En 1970, de nuevo en Bruguera y de nuevo junto a Víctor Mora, creó al Corsario de Hierro.
En 1981 se retira oficialmente.
En 1983, junto a Víctor Mora, dibujó al Capitán Trueno por última vez, en El Adivino de los Ojos Muertos.
En 1989 recibió el premio del Salón del Cómic de Barcelona por el conjunto de su obra.
En 1992 ell ayuntamiento de Albuixech, su ciudad natal, inauguró una estatua de El Capitán Trueno, tres meses después Ambrós fallecía.
Sin pretender ser un teórico Ambrós tenía las ideas muy claras: El dibujante de historietas debe ser, ante todo, un narrador [...] El dibujo de historietas es, sin duda una actividad artística, pero creo sinceramente que sería un error enfocarlo exclusivamente para crear belleza. Una viñeta puede ser plásticamente perfecta y, sin embargo, resultar de efectos nulos o incluso contraproducentes para la finalidad que persigue la historieta: despertar y mantener el interés del lector. (Ambrós, citado en El Gran Libro de El Capitán Trueno)
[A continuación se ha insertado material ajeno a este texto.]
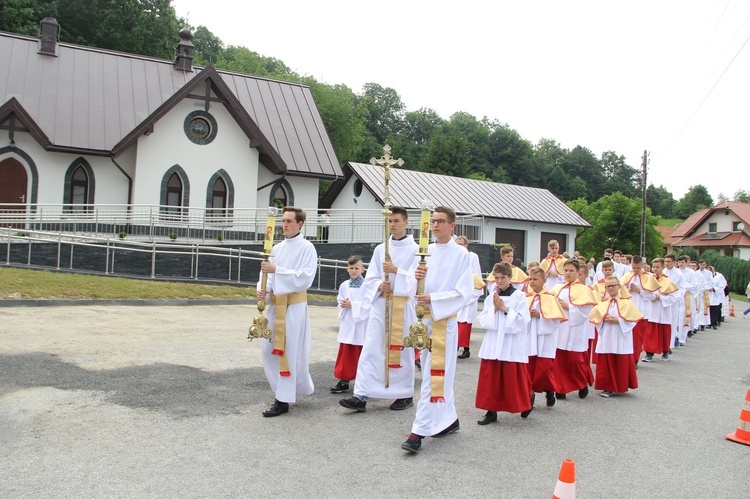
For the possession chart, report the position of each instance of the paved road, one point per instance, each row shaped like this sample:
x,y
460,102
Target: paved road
x,y
112,401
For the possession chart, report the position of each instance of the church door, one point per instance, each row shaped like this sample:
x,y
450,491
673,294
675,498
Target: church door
x,y
13,191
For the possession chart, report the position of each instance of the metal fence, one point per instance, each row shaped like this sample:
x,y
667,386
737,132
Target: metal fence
x,y
114,256
162,223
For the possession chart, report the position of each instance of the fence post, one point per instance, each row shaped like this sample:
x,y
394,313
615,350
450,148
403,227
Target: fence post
x,y
153,259
319,261
59,250
229,277
197,260
239,264
106,260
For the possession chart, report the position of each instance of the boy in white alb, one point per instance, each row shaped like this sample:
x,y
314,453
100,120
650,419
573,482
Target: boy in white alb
x,y
353,312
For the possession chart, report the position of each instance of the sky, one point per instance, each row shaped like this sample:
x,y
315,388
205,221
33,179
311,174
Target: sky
x,y
669,77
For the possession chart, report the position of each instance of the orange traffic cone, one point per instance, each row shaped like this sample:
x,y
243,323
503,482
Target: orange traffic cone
x,y
742,435
566,481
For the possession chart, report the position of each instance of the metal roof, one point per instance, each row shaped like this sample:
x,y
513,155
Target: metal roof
x,y
93,100
467,196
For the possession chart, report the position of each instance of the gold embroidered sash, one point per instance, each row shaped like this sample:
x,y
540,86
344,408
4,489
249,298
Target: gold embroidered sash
x,y
437,365
397,332
279,337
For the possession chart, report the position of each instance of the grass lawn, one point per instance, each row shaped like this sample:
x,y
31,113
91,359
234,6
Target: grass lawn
x,y
28,284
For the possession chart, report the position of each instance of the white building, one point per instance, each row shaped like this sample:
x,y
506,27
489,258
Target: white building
x,y
83,127
489,212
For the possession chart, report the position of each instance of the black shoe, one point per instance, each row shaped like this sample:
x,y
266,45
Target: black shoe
x,y
455,426
401,404
550,398
277,409
413,443
525,414
354,404
488,418
341,387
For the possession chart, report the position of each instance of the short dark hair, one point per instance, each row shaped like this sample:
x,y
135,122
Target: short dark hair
x,y
574,262
398,210
503,268
448,212
299,213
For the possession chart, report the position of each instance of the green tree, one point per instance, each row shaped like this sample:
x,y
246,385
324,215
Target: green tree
x,y
696,198
661,201
741,196
208,47
384,111
619,176
616,223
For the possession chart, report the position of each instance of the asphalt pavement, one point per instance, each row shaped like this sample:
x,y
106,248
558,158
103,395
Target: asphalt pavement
x,y
166,401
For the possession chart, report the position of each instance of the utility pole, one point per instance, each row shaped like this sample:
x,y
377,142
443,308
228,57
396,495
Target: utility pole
x,y
644,164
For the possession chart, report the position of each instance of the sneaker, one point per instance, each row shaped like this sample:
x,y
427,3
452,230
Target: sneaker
x,y
401,404
453,427
413,443
341,387
354,404
550,398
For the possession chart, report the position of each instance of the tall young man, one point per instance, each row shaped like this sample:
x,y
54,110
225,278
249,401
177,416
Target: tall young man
x,y
468,315
553,265
370,382
448,286
291,271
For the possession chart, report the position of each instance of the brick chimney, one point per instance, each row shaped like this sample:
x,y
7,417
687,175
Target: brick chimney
x,y
50,34
184,61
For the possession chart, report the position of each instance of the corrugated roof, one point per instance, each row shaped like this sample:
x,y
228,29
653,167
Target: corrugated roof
x,y
466,196
88,99
715,239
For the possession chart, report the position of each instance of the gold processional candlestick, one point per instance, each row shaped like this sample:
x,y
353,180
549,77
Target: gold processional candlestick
x,y
260,328
387,161
417,337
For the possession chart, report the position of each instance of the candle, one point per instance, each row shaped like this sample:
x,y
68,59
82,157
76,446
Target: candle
x,y
270,227
424,231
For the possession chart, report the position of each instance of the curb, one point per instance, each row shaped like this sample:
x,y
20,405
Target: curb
x,y
138,303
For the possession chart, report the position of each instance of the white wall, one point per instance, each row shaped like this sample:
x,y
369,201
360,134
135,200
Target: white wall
x,y
111,186
168,145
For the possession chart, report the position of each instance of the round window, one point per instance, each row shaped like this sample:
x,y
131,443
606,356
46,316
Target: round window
x,y
200,127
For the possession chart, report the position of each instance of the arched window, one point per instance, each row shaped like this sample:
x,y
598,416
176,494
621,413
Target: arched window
x,y
79,185
175,192
281,194
220,195
219,198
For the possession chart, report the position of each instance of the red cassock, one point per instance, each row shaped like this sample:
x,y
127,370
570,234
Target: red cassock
x,y
507,387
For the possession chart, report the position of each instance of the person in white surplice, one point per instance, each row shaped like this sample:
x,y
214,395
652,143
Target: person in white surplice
x,y
286,356
449,285
370,382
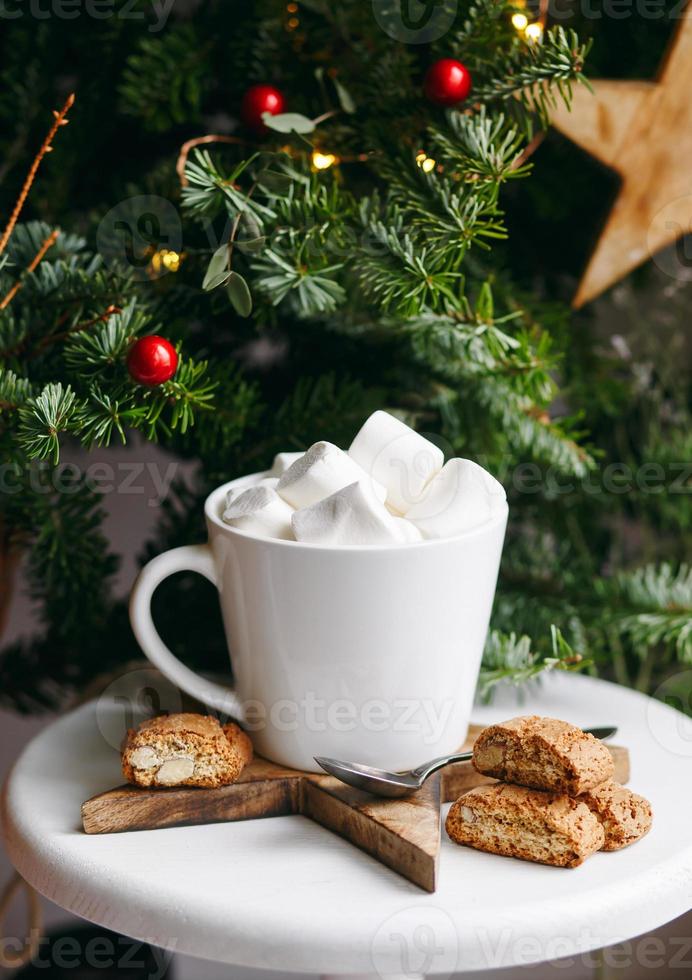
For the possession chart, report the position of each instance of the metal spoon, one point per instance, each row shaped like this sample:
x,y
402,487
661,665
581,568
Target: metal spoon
x,y
381,782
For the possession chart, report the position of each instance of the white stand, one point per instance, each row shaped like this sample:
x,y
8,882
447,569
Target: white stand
x,y
285,894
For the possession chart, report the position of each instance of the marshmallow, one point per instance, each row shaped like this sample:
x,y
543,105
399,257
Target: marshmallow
x,y
461,496
396,456
260,511
352,515
321,471
281,463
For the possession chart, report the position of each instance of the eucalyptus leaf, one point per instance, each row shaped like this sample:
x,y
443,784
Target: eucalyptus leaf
x,y
288,122
249,228
218,269
239,294
251,245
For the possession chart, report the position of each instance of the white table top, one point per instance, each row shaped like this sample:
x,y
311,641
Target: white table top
x,y
286,894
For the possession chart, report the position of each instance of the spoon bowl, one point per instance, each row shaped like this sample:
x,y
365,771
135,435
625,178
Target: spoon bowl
x,y
382,782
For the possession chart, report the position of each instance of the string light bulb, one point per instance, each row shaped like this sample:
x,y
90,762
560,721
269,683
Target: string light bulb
x,y
165,260
323,161
426,163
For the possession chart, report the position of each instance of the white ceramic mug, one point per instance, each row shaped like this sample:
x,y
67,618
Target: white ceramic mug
x,y
369,654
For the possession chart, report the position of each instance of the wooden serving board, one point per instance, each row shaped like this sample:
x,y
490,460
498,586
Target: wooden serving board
x,y
403,834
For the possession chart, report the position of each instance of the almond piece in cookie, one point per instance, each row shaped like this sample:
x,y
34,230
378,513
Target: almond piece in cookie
x,y
543,753
185,750
528,824
624,816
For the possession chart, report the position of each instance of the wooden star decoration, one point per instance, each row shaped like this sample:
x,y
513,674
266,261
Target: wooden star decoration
x,y
642,130
403,834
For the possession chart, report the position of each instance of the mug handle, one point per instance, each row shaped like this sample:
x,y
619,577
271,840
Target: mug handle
x,y
190,558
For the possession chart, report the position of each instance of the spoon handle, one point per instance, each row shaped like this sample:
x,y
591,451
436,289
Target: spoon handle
x,y
428,768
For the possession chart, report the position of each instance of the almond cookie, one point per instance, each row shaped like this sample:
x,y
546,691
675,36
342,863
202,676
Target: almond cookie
x,y
528,824
624,816
543,753
185,750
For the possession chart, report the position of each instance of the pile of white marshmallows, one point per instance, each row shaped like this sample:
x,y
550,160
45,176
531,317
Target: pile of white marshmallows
x,y
391,487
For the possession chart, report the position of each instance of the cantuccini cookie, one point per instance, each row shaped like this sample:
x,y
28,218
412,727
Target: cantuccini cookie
x,y
543,753
185,750
624,816
528,824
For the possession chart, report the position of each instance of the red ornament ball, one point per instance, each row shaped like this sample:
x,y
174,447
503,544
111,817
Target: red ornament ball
x,y
447,82
152,360
259,99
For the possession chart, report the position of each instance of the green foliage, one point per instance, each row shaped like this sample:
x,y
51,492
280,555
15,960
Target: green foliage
x,y
158,97
418,274
511,659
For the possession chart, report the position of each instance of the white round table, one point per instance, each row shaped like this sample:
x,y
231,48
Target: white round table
x,y
286,894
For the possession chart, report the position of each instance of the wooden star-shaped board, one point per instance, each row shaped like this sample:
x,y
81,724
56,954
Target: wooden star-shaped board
x,y
403,834
643,130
Dibujante efectivo, modesto y consciente de sus limitaciones (que además eran bastantes menos de las que él mismo se solía atribuir), Ambrós fue sobre todo uno de esos escasos magos del movimiento y del dinamismo que, como Jack Kirby, supieron insuflar un poder y una vida especial a todas sus viñetas, además de revelarse como uno de los mejores narradores que ha visto el tebeo español. La finalidad que la historieta persigue, decía, es despertar y retener el interés del lector, un objetivo que sus páginas cumplieron con creces. (Guía Básica del Cómic)
Dotado de una capacidad soberbia, ilimitada y rutilante para la narración [...] revolucionó, mediados los años cincuenta, todo conato de regreso a una puesta en escena estática, gris, cumplidora y continuista (De la Historieta y su uso).